Presenter
Chaturvedi Neekee - University of Rajasthan, History and Indian culture, Jaipur, IndiaPanel
17 – More Than Human: Animal-Human Relations in Pre-Modern South AsiaAbstract
Bishnois, followers of 29 principles of Jambho ji, are known as fierce protectors of Blackbuck. Killing of deer is unacceptable to these inhabitants of Thar desert whom they regard as their ancestors. They have been known to take cudgels against the film stars of today and maharajas of yesterday. The colonial dispensation was also compelled to order a ban on hunting in the Bishnoi areas. Even now, it is a common sight to see deer foals playing with children in Bishnoi families in an almost sibling-like manner. In Bishnoi villages, one may easily spot young men on motorbikes carrying a wounded deer for treatment as its dripping blood soils their white kurtas.
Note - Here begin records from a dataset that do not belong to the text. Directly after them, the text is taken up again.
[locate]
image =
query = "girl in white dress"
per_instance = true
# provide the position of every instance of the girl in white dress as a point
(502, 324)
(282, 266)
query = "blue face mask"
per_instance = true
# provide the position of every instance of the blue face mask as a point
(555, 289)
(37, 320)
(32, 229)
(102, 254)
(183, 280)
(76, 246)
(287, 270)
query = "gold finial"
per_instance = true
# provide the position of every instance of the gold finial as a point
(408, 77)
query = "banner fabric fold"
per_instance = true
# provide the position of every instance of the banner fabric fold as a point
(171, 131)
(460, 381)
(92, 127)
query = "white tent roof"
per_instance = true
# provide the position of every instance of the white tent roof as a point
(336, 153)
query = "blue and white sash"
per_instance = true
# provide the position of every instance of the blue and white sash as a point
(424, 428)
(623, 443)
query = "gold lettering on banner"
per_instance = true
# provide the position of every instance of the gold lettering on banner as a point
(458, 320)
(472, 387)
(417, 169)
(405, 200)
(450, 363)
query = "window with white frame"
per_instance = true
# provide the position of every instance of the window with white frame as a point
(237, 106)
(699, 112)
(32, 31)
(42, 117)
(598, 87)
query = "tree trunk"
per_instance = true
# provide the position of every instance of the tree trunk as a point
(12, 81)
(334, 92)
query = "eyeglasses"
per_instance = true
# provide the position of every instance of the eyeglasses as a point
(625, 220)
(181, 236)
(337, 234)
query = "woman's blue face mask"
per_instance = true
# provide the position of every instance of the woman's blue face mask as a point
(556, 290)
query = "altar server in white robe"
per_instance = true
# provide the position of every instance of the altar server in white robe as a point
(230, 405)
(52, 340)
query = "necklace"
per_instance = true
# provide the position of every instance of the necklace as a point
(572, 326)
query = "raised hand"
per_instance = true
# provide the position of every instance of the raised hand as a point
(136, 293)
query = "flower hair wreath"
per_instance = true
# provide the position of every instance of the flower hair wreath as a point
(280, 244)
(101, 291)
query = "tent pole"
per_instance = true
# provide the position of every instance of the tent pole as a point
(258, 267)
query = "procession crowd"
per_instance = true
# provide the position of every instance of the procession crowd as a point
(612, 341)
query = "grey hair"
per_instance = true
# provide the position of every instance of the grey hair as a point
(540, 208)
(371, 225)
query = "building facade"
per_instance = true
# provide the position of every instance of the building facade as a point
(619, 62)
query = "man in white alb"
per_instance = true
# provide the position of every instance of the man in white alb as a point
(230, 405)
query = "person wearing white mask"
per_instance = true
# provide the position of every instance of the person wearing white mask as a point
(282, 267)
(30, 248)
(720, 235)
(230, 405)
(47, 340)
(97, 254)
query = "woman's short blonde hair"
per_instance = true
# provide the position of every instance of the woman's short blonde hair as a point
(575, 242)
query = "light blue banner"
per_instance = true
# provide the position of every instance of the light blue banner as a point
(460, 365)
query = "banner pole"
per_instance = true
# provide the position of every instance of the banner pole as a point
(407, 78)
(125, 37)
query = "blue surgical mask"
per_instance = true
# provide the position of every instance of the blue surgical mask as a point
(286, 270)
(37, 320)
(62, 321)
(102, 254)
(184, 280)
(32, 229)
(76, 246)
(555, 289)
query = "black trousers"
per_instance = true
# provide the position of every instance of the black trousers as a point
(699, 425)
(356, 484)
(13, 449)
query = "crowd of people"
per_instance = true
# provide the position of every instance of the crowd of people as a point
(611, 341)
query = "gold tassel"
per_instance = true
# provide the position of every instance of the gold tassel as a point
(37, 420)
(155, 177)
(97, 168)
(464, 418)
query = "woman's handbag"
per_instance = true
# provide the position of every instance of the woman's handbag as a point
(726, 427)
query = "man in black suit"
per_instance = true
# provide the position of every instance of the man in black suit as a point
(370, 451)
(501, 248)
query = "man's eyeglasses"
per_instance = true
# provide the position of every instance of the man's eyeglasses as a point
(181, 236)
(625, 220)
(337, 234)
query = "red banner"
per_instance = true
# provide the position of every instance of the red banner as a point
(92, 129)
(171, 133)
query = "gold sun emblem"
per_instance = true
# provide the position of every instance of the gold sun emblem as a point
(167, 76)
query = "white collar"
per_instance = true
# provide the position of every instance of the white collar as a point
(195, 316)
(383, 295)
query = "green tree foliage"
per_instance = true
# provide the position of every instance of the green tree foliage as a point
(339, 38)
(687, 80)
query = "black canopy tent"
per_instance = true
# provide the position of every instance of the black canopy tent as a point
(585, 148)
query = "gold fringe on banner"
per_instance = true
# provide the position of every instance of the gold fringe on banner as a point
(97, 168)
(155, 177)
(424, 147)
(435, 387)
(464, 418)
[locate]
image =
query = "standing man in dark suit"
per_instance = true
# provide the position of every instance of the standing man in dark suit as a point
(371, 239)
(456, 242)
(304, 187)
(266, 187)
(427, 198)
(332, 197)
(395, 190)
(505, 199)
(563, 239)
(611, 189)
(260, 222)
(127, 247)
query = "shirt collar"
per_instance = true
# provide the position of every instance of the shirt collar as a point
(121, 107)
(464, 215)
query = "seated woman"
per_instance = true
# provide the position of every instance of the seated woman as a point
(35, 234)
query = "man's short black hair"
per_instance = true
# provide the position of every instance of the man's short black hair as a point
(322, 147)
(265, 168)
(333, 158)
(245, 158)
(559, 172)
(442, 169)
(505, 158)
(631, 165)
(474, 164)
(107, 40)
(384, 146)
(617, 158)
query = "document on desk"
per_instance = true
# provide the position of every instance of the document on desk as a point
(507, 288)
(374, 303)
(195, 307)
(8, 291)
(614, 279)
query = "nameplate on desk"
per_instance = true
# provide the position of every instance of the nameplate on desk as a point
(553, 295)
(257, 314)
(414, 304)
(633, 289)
To understand the roots of such devotion, the paper looks at the world of Bishnois closely through vernacular literature and ethnographic survey. The relationship of Bishnois with non-human world is both scared and mundane. The scared groves, venerating deer as ancestors, tenets of faith are not enough to explain the fearless peacocks around them or bird feeders in the temples. Beside the play of ‘kin-centric ecology’ (Enrique Salmon), we need to look at their embedded sociality with non-human world. Any attempt to disrupt it, violates not just their faith, but also disturbs the ecology of social relations and normal life as they know it. The paper presents a glimpse of the relationship of Bishnois with non-humans in their social world through history, religion, and day-to-day activities.